# MAJOR BRAG!!!!!!



## canucme278 (Apr 18, 2002)

Just got off the phone with Philip Moore.....Woodside's Jubilate Eye of the Tyger OFA H/E/C CERF just took a 3 point major under Mrs. Cathy Daugherty in NH at the Northwestern Connecticut Dog Club show! We are THRILLED!! A big thank you to Philip!
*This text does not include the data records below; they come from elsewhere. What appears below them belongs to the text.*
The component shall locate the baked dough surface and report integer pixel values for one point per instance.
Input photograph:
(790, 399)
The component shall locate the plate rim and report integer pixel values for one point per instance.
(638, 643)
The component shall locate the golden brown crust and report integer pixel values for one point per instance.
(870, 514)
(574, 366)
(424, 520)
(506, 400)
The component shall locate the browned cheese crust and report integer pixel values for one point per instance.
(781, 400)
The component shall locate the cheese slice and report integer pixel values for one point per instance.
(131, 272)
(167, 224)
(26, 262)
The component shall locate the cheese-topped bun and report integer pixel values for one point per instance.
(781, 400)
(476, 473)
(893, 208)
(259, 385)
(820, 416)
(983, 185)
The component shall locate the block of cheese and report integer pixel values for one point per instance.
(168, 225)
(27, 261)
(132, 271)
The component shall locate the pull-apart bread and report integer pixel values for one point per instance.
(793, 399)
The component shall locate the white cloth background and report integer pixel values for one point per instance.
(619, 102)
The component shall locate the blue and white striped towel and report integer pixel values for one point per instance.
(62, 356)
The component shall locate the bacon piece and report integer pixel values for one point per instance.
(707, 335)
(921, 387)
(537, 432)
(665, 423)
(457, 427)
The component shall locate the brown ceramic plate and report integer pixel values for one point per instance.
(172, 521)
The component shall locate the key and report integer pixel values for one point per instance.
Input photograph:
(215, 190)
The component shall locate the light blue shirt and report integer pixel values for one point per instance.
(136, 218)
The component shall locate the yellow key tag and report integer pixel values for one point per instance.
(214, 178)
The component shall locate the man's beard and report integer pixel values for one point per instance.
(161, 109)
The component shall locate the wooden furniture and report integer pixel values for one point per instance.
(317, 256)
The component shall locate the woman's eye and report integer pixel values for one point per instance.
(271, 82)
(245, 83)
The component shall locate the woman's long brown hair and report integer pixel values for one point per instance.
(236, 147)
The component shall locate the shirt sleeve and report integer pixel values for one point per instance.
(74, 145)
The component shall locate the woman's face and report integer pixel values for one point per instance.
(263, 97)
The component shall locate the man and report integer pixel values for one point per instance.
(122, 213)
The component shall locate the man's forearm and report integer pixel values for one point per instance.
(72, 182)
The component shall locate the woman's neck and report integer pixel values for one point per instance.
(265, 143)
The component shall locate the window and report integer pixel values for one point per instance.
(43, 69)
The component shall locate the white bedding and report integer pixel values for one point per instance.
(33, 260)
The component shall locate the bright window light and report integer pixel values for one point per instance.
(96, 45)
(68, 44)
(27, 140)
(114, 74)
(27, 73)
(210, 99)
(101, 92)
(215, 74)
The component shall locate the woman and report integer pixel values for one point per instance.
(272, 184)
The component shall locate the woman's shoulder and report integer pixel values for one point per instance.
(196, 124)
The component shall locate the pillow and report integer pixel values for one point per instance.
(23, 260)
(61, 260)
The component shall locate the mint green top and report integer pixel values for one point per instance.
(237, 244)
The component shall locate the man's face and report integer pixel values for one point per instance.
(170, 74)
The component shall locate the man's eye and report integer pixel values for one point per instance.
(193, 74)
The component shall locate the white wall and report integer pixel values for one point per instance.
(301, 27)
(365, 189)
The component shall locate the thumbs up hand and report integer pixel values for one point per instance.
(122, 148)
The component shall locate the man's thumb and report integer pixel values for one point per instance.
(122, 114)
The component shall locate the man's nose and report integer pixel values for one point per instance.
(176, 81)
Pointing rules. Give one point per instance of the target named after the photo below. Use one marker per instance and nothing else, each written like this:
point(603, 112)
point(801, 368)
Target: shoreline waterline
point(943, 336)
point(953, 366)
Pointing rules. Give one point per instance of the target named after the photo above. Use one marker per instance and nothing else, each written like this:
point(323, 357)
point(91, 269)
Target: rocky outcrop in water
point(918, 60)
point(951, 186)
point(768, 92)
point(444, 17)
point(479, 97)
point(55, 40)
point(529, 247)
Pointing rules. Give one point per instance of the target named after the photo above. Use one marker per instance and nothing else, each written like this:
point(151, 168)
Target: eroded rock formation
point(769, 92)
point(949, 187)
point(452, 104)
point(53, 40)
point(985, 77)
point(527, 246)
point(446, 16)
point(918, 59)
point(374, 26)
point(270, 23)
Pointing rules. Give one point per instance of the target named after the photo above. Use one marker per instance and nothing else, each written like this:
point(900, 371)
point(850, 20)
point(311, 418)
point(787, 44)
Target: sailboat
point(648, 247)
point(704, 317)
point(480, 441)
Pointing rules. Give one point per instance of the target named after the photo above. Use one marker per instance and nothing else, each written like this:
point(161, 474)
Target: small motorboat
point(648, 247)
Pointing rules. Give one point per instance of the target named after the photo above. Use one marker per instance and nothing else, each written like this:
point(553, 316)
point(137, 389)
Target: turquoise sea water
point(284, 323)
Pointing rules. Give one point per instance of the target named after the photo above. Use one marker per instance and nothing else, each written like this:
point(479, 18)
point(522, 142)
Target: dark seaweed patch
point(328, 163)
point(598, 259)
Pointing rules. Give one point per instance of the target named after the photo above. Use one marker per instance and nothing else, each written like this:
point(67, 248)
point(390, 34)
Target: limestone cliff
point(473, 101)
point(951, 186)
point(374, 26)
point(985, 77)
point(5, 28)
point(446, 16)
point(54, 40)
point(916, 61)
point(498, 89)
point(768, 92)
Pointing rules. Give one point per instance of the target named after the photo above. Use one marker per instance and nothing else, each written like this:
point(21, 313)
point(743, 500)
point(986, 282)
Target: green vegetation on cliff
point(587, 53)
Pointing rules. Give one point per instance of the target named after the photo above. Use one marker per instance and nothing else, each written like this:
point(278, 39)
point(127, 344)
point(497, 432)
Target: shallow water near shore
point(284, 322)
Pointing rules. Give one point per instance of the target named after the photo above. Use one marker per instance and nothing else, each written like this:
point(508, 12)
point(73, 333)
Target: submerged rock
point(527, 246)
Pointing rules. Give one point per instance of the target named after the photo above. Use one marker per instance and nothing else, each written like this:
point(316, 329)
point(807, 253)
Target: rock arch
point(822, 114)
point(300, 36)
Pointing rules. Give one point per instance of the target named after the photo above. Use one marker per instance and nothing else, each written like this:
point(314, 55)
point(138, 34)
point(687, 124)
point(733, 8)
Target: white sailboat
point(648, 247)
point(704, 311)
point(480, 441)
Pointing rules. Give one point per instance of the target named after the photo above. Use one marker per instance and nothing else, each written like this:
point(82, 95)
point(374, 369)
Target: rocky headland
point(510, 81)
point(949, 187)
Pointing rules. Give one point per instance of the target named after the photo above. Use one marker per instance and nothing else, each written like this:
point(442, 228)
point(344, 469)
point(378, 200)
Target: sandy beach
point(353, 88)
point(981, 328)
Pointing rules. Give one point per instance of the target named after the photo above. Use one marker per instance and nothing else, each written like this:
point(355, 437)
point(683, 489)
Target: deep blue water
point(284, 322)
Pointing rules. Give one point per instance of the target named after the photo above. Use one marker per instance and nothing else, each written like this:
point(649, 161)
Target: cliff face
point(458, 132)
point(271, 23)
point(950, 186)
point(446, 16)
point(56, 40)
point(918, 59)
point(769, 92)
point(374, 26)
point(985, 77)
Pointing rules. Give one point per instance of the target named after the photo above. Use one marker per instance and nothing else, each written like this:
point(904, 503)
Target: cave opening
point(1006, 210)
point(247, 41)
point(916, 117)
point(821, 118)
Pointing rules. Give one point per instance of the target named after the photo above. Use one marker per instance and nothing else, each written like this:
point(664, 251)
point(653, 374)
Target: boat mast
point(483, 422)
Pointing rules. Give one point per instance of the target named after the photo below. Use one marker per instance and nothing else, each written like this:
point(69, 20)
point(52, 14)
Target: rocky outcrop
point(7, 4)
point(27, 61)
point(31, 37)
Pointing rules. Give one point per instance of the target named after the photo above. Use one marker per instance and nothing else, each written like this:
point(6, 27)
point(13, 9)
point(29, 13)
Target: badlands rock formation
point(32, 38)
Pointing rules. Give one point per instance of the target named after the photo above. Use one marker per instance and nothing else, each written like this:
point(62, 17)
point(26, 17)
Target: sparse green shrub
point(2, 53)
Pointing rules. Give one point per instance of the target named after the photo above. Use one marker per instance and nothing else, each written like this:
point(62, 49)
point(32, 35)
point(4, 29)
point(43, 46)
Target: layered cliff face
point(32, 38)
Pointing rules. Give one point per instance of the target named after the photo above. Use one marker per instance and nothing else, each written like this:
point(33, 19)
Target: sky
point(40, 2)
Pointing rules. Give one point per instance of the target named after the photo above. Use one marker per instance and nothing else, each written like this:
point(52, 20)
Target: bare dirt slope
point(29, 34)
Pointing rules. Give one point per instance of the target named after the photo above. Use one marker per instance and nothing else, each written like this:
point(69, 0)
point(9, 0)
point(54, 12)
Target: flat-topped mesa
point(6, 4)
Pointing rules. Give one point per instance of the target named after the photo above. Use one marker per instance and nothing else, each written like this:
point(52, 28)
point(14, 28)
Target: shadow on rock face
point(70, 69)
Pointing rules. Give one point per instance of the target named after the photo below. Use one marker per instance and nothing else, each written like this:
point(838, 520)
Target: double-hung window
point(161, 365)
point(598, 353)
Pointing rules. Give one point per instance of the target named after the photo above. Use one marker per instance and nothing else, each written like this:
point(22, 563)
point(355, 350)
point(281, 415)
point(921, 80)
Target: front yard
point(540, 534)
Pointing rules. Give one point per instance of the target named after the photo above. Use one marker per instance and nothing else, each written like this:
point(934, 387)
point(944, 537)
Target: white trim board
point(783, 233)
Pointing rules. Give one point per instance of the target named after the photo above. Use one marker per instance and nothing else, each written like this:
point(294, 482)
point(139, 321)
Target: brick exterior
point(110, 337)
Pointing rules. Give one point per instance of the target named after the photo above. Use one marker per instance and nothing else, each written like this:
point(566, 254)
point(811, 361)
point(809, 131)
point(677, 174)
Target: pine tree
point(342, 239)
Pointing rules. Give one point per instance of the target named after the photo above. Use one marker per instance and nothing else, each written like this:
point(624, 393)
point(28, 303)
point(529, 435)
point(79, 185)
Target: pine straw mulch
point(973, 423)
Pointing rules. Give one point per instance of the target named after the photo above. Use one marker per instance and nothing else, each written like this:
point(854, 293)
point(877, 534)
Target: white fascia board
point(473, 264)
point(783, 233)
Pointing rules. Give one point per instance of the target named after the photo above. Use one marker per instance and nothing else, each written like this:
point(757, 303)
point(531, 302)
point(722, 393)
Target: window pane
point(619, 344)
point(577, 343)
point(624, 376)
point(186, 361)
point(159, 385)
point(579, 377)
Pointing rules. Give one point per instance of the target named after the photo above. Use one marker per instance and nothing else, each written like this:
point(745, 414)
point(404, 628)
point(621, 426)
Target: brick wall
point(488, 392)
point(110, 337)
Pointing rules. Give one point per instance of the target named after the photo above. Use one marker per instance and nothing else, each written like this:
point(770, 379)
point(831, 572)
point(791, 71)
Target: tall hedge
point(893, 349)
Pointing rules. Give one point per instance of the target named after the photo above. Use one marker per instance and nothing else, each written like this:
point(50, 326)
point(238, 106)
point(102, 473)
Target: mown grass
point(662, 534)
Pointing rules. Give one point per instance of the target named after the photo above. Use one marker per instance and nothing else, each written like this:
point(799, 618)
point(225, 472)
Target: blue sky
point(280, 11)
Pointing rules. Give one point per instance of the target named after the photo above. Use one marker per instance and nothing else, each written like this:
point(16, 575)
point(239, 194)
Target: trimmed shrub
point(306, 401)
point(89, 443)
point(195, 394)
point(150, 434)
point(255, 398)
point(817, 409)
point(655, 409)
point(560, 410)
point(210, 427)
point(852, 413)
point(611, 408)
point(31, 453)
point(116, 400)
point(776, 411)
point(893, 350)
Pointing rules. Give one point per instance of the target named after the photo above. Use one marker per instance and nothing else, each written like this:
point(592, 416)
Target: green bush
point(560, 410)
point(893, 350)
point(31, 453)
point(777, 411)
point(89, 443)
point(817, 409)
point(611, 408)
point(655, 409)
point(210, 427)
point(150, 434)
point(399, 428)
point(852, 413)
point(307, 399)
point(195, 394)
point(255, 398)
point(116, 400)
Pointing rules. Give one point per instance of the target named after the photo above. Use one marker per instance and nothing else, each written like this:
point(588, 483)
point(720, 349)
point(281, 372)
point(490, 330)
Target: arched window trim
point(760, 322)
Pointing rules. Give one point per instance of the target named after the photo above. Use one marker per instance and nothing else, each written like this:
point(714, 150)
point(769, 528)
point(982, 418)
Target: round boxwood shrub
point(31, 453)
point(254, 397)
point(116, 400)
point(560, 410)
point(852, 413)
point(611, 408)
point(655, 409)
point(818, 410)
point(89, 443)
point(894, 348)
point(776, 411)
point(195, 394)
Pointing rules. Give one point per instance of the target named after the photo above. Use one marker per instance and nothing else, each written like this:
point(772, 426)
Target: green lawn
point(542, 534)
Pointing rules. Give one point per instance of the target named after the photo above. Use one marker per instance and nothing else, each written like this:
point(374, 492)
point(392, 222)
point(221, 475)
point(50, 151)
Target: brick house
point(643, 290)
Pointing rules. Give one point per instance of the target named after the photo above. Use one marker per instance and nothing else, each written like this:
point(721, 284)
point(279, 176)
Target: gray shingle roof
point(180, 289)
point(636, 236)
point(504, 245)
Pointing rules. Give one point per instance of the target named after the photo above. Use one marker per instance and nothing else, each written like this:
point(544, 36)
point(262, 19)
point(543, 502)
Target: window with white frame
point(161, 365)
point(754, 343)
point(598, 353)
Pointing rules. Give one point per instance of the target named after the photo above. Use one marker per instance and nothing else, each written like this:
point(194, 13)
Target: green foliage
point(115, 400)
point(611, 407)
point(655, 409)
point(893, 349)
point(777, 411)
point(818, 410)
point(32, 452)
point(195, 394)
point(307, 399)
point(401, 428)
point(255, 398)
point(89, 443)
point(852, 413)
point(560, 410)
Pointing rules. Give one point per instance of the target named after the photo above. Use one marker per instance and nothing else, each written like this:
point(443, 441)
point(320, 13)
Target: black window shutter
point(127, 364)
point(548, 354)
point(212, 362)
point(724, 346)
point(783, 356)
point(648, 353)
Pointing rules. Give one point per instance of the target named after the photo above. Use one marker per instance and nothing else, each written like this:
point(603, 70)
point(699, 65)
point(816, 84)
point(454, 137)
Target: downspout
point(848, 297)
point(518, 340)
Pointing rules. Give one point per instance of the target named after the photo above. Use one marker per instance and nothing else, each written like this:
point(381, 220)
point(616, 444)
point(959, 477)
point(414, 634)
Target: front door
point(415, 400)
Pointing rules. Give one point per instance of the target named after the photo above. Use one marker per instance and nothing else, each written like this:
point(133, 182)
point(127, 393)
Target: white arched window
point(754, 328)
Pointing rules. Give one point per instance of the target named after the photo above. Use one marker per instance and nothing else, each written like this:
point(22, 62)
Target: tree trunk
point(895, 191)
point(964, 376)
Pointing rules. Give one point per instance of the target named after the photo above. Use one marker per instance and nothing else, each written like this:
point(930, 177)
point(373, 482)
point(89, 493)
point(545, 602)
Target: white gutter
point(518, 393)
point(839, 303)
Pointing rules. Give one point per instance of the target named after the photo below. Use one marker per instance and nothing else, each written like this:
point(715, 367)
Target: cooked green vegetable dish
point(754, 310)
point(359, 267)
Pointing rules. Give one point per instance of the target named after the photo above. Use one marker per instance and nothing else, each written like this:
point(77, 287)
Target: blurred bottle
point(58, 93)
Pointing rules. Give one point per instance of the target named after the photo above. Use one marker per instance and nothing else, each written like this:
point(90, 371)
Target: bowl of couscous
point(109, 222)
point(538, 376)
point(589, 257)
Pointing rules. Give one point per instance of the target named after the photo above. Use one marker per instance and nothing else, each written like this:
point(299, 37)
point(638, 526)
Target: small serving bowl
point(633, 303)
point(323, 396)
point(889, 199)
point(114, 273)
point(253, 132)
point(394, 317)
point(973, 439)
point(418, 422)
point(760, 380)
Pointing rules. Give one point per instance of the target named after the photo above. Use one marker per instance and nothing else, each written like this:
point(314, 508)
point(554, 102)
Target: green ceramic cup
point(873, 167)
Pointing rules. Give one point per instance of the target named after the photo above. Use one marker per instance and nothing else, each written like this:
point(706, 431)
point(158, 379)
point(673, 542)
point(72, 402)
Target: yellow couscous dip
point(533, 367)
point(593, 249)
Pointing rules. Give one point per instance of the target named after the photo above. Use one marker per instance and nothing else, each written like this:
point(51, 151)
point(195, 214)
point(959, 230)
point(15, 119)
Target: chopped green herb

WHOO HOOO!!!!
Rebecca Little


----------



## MaggieRoseLee (Aug 17, 2001)

*Re: MAJOR BRAG!!!!!! 3 pt major..*


----------



## kleinenHain (Sep 20, 2007)

*Re: MAJOR BRAG!!!!!! 3 pt major..*

Congrats


----------



## Andaka (Jun 29, 2003)




----------



## Kayos and Havoc (Oct 17, 2002)

Awesome!!!! I love the Woodside dogs!


----------



## canucme278 (Apr 18, 2002)

Thank you to everyone! We are very happy! Keep your fingers crossed for this weekend for him. He is being shown by his young owner Carenza(my 14 yr old daughter) at the Romulus shows. She is currently ranked #8 GSD Junior handler in the US.


----------



## CertainlySpoiled (Dec 2, 2007)

Congrats!


----------